ANCHORAGE, Alaska (Reuters) - Former Alaska Governor Sarah Palin won another round in court on Monday against a Pennsylvania teenager accused of stalking the outspoken conservative, telling a judge, "I fear for my friends' and for my family's safety."

The three-hour Anchorage court hearing, with Palin and her antagonists testifying by telephone, ended with the judge renewing a previous restraining order against Shawn Christy, 19, and issuing a similar order against his father, Craig.

Shawn Christy admitted in court to having threatened to rape Palin but has denied her allegations he menaced her daughters. He also admitted sending Palin numerous e-mails and gifts, and to traveling to Anchorage earlier this year.

Craig Christy admitted to making more than two dozen early morning phone calls to Palin's parents over a two-day period in March. He also acknowledged organizing a support group for his son to stage protests at events attended by Palin, the 2008 Republican vice presidential nominee, and he maintains a Facebook page with numerous anti-Palin messages.

State Superior Court Magistrate Jonathon Lack said he found the repeated telephone calls to Palin's parents, some of them recorded and played at the hearing, to be "very disturbing."

Lack rejected Palin's request for a restraining order against the teen's mother, Karen Christy, who called Palin's parents only twice.

The judge also refused to grant separate restraining orders sought by Palin's father, Chuck Heath, and by Kristan Cole, a close Palin friend, because neither appeared in person or by telephone for Monday's hearing.

But he ruled that the behavior of Shawn and Craig Christy constituted stalking that justified restraining orders.

Palin described all three members of the Christy family, who live in McAdoo, Pennsylvania, as dangerous and operating under a delusion that she was carrying on some type of relationship with the son via text messaging.

"I think they're three peas in a pod, and I fear for my friends' and for my family's safety," she testified over the phone from her home in Wasilla.

"They believe that I was engaged in a 'sexting' affair with their son.

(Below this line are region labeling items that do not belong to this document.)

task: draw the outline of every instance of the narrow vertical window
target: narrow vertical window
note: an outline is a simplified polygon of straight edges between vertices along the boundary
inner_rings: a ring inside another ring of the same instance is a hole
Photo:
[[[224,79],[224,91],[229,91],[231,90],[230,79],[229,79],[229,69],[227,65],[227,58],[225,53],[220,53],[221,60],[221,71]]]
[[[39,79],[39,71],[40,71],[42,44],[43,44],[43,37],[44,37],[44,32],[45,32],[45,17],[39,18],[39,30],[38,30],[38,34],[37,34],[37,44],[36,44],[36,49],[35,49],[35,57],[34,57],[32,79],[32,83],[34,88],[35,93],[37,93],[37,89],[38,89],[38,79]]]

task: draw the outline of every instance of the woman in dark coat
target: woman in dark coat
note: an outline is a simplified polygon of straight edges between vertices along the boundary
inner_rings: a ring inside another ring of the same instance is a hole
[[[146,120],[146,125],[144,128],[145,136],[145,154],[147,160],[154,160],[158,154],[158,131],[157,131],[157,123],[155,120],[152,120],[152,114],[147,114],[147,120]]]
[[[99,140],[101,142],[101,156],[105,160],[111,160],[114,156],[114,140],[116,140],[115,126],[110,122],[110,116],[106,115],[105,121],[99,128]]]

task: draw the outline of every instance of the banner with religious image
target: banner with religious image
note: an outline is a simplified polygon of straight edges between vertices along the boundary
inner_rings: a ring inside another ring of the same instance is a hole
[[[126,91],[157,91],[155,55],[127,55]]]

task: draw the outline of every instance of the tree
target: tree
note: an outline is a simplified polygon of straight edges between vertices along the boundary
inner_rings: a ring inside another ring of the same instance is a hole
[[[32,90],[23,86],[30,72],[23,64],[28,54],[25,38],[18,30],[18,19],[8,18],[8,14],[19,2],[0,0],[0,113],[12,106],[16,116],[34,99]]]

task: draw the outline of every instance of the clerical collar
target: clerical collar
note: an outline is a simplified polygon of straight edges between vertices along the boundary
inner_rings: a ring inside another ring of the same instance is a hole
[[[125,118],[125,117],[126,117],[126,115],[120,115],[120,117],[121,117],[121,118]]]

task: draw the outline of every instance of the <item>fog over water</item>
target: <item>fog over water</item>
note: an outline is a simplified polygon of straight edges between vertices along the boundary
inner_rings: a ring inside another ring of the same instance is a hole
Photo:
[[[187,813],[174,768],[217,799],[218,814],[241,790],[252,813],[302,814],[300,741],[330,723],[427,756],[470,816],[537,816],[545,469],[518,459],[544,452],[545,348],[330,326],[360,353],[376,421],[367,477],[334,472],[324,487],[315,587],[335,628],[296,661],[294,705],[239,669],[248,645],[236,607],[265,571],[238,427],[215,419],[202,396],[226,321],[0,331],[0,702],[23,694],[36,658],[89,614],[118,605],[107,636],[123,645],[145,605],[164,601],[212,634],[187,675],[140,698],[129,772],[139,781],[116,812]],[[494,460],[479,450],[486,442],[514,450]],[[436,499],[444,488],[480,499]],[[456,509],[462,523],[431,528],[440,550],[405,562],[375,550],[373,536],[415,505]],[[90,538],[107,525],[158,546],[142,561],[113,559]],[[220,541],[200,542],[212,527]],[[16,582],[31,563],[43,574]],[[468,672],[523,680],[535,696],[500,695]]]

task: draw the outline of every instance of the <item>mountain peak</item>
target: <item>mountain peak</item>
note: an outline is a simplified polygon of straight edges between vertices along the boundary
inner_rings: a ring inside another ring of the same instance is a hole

And they're now asking me why, in all these months of them harassing my friends and my family ... why it was that I didn't personally reach out to them and give them the attention they desire," she said. "Because I will not reward that kind of behavior and encourage that type of behavior."

The judge barred the father and son from sending further communications to Palin or members of her family. He also ordered them to stay away from Palin's Wasilla residence or any public schools in the area, and to remain at least 1,000 feet from any event attended by the former governor. The restraining orders will remain in effect for six months, Lack said.

Palin and Cole initially won protective orders last year against Christy, who previously has been investigated for alleged threats against President Barack Obama and Palin's former running mate, Senator John McCain of Arizona.

He is described in court documents as a former ardent supporter of Palin and as having mental problems.

A psychiatric evaluation conducted in 2009 at the request of the U.S. Secret Service concluded his problems appear to stem from a latent onset of Lyme disease.

The psychiatrist described him as an extremely intelligent "computer geez/whiz" with "a seemingly generous heart and no history of actual violence or aggression." But he was found lacking in the ability to comprehend cause-and-effect behavior while possessing a sense of being "entitled to a personal relationship with powerful people."